Denis Côté, fier de ses succès répétés à Locarno et à Berlin, est une figure de proue de ce qu’on a nommé le renouveau du cinéma québécois. Son dernier film, Répertoire des villes disparues, s’inscrit dans la mouvance de cette réactivation du territoire qui touche plusieurs acteurs de la scène culturelle québécoise ; pensons notamment à Christian-Guay Poliquin qui a remporté le prix du Gouverneur Général pour Le poids de la neige. La revue Spirale a d’ailleurs publié un dossier très intéressant à ce sujet ; les représentations régionales occupent plus de place dans le paysage artistique, alors qu’elles avaient été délaissées depuis quelque temps au profit de l’urbanité et de sa modernité. Librement inspiré d’un livre de Laurence Olivier — dont un court-métrage peut être apprécié dans la foulée de la présentation —, le film détonne et ne laisse certainement pas indifférent.
Timide violence
Le film démarre abruptement avec le suicide violent d’un jeune qui n’en pouvait plus de ce village et, rapidement, une atmosphère glauque et inquiétante enveloppe le quotidien de ces habitants abandonnés à eux-mêmes, loin des centres urbains. De ces paysages blancs, désertés et mornes émane une poésie qui porte le film lorsque le rythme s’essouffle. Par moments, la timidité des dialogues et le roulis anxiogène de la caméra s’avèrent un peu lourds, tandis que des scènes qu’on voulait peut-être contemplatives finissent par révéler un certain vide. L’austérité d’Irénée-les-neiges est à l’image d’une trame narrative épurée qui laisse parfois le spectateur sur sa faim, mais qui dépeint à merveille cette vie sans rebondissements auxquels sont attachés certains des personnages.
De l’ironie
Le réalisateur se joue habilement des codes du film à suspense et du fantastique pour éclairer d’un angle audacieux des problèmes bien contemporains, tels que l’abandon des campagnes. Les morts habitent, littéralement, le récit de ces régions qui peinent à préserver une identité. On nous présente une communauté fière, mais inquiète face au phénomène d’attrition qui la décime peu à peu. Elle est aussi solidaire, mais un peu paradoxalement réticente à l’ouverture. Filmé en 16 mm — ce qui donne un halo particulier et un grain plus présent —, le film n’échappe pas à cet intérêt pour l’esthétique rétro.
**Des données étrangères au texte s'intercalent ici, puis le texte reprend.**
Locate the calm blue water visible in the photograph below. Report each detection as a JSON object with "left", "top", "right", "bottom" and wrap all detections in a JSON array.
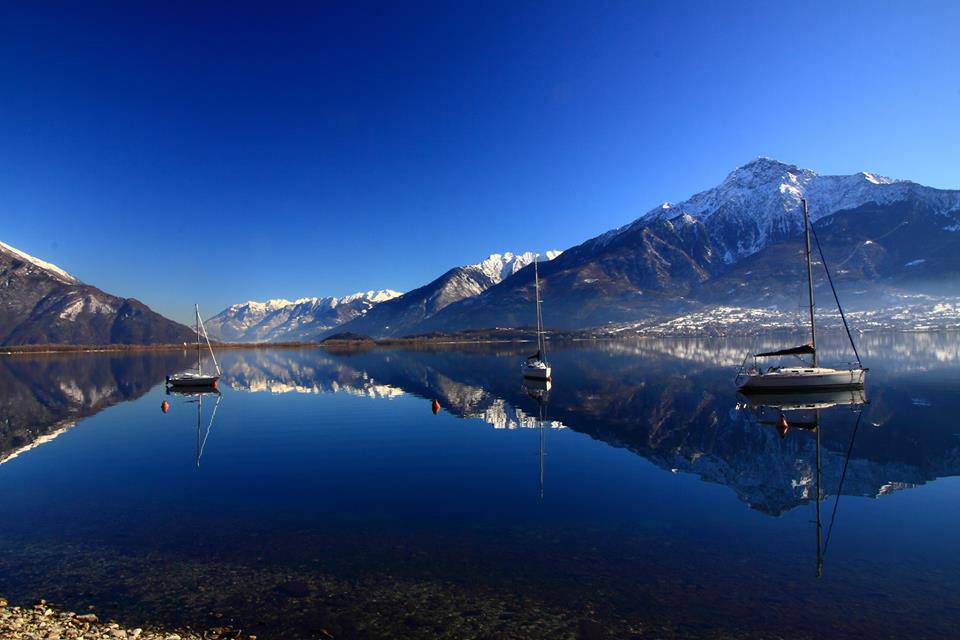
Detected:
[{"left": 1, "top": 334, "right": 959, "bottom": 639}]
Les acteurs incarnent avec brio des personnages riches malgré leur peu de mots. Diane Lavallée est tout simplement brillante dans le rôle de la mairesse qui se veut à tout moment disponible pour ses citoyens, mais qui, de ce fait, ne leur rend pas toujours service. Autrement, impossible de ne pas s’attacher à cette jeune femme angoissée, mais ô combien lucide, interprétée par Larissa Corriveau qu’on avait pu voir auparavant dans Polytechnique. Aussi, il y a un couple qui fait de la raquette et qui amène une belle touche d’humour, même si la figure peut paraître maladroite et appuyée.
La pertinence du cinéma québécois
Si le long-métrage est finalement inégal, il demeure un témoin du génie des artistes québécois ; il souligne toute l’importance d’un cinéma indépendant qui se permet certaines folies et qui vient inévitablement dynamiser l’univers culturel. Les cinéastes québécois font rayonner le Québec à l’international et on ne peut que se réjouir de cet intérêt étranger pour ce qui se fait ici. Répertoire des villes disparues incarne efficacement l’air du temps.